MACEPA Director Rick Steketee and Thom Eisle from Tulane co-authored an editorial for the Population Services International (PSI)-led ACT Watch series in Malaria Journal. The series is focused on looking at issues with access to diagnostics and treatment (specifically ACTs) for malaria.

Nigerian malaria researcher and Aspen Institute New Voices fellow, Ify Aniebo, writes a powerful piece in the Huffington Post about the need for more malaria research coming from within the African continent. Specifically, she calls for direct investment to improve scientific capacity in Africa and encourage entry into STEM fields. 

Google has joined forces with the Bill & Melinda Gates Foundation and the Clinton Health Access Initiative for a project called DiSARM that uses machine learning to map malaria with Google Earth. The project combines satellite imagery from Google, and information about weather and elevation, with locations of malaria cases in order to determine areas most at risk. (via Fortune)

Other reads from World Malaria Day include (but are not limited to): 

  • On the CDC blog Our Global VoicesPatrick Kachur, chief of the malaria branch, shares an optimistic outlook on malaria eradication. 
  • How is climate change impacting mosquito populations and mosquito-borne diseases?
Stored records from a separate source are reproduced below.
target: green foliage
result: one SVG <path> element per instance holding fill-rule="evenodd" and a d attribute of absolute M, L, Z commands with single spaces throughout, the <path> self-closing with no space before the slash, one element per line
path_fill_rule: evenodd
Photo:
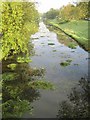
<path fill-rule="evenodd" d="M 28 42 L 38 30 L 38 12 L 31 2 L 2 3 L 2 58 L 25 53 L 28 54 Z"/>
<path fill-rule="evenodd" d="M 51 84 L 50 82 L 47 82 L 47 81 L 43 81 L 43 80 L 30 82 L 29 85 L 32 88 L 37 88 L 37 89 L 46 89 L 46 90 L 54 89 L 53 84 Z"/>
<path fill-rule="evenodd" d="M 47 18 L 47 19 L 55 19 L 59 14 L 59 10 L 55 10 L 53 8 L 50 9 L 50 11 L 48 11 L 47 13 L 45 13 L 43 15 L 43 18 Z"/>
<path fill-rule="evenodd" d="M 68 4 L 63 6 L 59 12 L 59 21 L 62 20 L 79 20 L 89 18 L 88 16 L 88 2 L 80 2 L 76 6 Z"/>
<path fill-rule="evenodd" d="M 32 113 L 32 107 L 26 100 L 9 100 L 4 103 L 2 107 L 4 109 L 2 115 L 4 115 L 5 118 L 17 118 L 17 116 L 21 117 L 26 111 Z"/>
<path fill-rule="evenodd" d="M 47 23 L 55 28 L 62 30 L 68 36 L 74 38 L 85 50 L 90 50 L 88 46 L 88 24 L 90 21 L 86 20 L 73 20 L 63 24 L 58 21 L 49 20 Z M 72 43 L 73 44 L 73 43 Z M 69 47 L 73 47 L 70 43 Z"/>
Read the piece in the New York Times magazine.
  • NPR’s goats and soda reports on a new study that finds that, despite being eliminated in the US in the 1950s, malaria cases are still showing up at hospitals across the country.
  • Global Health Corps fellows at PATH Chipasha Mwansa and Stacey Naggiar share their perspectives on eliminating malaria through the lens of their different roles in data surveillance and communications with MACEPA. (via Amplify / Medium

And Bill Brieger commemorates the 17th anniversary of a day devoted to malaria (started in 2001) with a blog on Malaria Matters about the various themes and successes in years past.